Covariates

Covariates are the independent variables in the statistical model. They appear as columns in observation data, associated with each measurement. The word covariate is overdetermined, so we will refer to a covariate column, a covariate use, a covariate multiplier, and applying a covariate.

A covariate column has a unique name and a reference value for which the observed data is considered unadjusted. All priors on covariates are with respect to this unadjusted value.

Outliering by Covariates

Each covariate column has an optional maximum difference to set. If the covariate is beyond the maximum difference from its reference value, then the data point is outliered. As a consequence, that data point will not be in the data subset table. Nor will it subsequently appear in the avgint table.

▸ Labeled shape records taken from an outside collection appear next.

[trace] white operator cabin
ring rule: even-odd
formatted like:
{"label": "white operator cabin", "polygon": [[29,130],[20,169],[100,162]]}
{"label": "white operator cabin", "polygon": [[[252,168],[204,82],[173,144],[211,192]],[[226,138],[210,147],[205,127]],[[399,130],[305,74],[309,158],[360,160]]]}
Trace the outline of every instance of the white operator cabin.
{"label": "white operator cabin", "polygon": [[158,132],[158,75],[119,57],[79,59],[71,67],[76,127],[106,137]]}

If there is a need to use two different references or maximum differences for the same covariate column, then duplicate the column.

Usage

Covariate data is columns in the input DataFrame and in the average integrand DataFrame. Let’s not discuss here how to obtain this covariate data, but discuss what Dismod-AT needs to know about those covariate columns in order to use it for a fit.

In order to use a covariate column as a country covariate, specify

  • its reference value

  • an optional maximum difference, beyond which covariate value the data which it predicts will be considered an outlier,

  • one of the five rates (iota, rho, chi, omega, pini), to which it will apply

  • a smoothing grid, as a support on which the covariate effect is solved. This grid defines a mean prior and elastic priors on age and time, as usual for smoothing grids.

We give Dismod-AT measured data with associated covariates. Dismod-AT treats the covariates as a continuous function of age and time, which we call the covariate multiplier. It solves for that continuous function, much like it solves for the rates. Therefore, each application of a covariate column to a rate or measured value or standard deviation requires a smoothing grid.

Applying a study covariate is much the same, except that it usually applies not to a rate but to the value or standard deviation of an integrand.

For instance:

# Assume smooth = Smooth() exists.
income = Covariate("income", 1000)
income_cov = CovariateMultiplier(income, smooth)

model.rates.iota.covariate_multipliers.append(income)
model.outputs.integrands.prevalence.value_covariate_multipliers.append(income)
model.outputs.integrands.prevalence.std_covariate_multipliers.append(income)

Covariates are unique combinations of the covariate column, and the rate or measured value or standard deviation, so they can be accessed that way.

Missing Values

Were a covariate value to be missing, Dismod-AT would assume it has the reference value. In this sense, every measurement always has a covariate. Therefore, the interface requires every measurement explicitly have every covariate.